The Bull’s management style was poles apart from Bill Ritchie’s: Barbara had to field three calls as she unwrapped her sandwich, then blew out her cheeks and slumped back, exasperated. Ignoring her protest, Donna leaned across and diverted the phone to Reserve, rolling her chair closer for a sneak view of Barbara’s computer. The screen was split between emails and Finch’s calendar, so Donna secretly nudged the space bar to prevent it from locking.
‘What does he think you live on? Air?’ she murmured, nodding at the closed interconnecting door.
‘He’s still out, charging all over the place,’ said Barbara, unfolding a paper napkin. ‘I saw him on TV from the City about two hours ago, then nothing. Everyone’s trying to
get hold of him. I’m only his bloody diary secretary, after all.’
Barbara Santer had been drafted in from the Yard’s small witness protection unit on the fourteenth floor three months earlier, upon the overnight departure of her predecessor. Her developed vetting status qualified her to work for Derek Finch, and she had endured sexual harassment almost from day one. Having disclosed next to nothing about her private life, Barbara concluded he must have had access to her vetting papers, for he seemed to know everything about her situation, especially the fact that she was newly single and staying with her mother. Finch’s predatory conduct was a hot topic between the women, though Barbara always refused to take things further. ‘You think anyone’s going to believe me over the head of department?’ she had said early in their friendship. ‘Take it from me, people like him do whatever they want.’
‘Not these days.’
‘Donna, I got rid of one shagger for another. What’s new?’
For both women the past week had been frenetic, an administrative whirlwind of meetings, briefings and calls from Home Office, MI5, Northern Ireland Office, the Cabinet Secretary and the Commissioner. With no knowledge of the government machine’s impenetrable Who’s Who, Barbara had been ringing her more experienced friend every day for advice and support.
Donna wiped her mouth with the paper napkin and steered the conversation to work. ‘How’s he been since Victoria?’

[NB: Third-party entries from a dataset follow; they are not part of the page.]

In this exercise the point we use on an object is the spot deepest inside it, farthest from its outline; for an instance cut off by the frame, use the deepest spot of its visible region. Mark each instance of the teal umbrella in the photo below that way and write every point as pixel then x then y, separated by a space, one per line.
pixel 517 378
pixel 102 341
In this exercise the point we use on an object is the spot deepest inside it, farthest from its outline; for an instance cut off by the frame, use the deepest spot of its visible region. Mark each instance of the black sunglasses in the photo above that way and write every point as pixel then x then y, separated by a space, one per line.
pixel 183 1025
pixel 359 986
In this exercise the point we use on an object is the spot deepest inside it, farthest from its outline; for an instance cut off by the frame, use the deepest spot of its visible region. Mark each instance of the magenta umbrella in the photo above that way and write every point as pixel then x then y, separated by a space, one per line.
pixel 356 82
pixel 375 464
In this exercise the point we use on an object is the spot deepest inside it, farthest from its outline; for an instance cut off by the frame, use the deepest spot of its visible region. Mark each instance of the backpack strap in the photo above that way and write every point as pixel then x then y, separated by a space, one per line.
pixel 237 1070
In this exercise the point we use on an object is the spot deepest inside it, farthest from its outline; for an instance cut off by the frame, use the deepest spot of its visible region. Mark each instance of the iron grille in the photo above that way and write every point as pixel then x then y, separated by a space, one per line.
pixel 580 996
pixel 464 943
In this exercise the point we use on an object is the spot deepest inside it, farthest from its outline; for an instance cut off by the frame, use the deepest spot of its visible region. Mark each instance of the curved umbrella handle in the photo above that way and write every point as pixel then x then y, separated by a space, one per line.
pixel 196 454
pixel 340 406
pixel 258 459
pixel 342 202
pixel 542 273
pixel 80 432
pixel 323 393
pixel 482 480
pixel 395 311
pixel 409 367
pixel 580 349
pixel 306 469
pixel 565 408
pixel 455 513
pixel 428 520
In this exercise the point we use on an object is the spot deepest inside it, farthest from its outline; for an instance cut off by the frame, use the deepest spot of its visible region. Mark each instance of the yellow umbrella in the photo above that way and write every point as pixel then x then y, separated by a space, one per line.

‘Rubbish as ever. I blanked him again Friday afternoon when he asked me out for a drink and he’s practically ignored me ever since. It’s even worse now the pressure’s on and he’s tired.’ Barbara blew out her cheeks and nudged the computer screen. ‘He never gives me enough info to keep a proper calendar. If I schedule something he barges in and cancels it. Sometimes doesn’t even tell me. I’m blanking callers all the time because I never know where he is, whether he’s coming or going. This is the most shit manager I’ve ever worked for. And I’m so sorry about letting your boss down on…when was it?’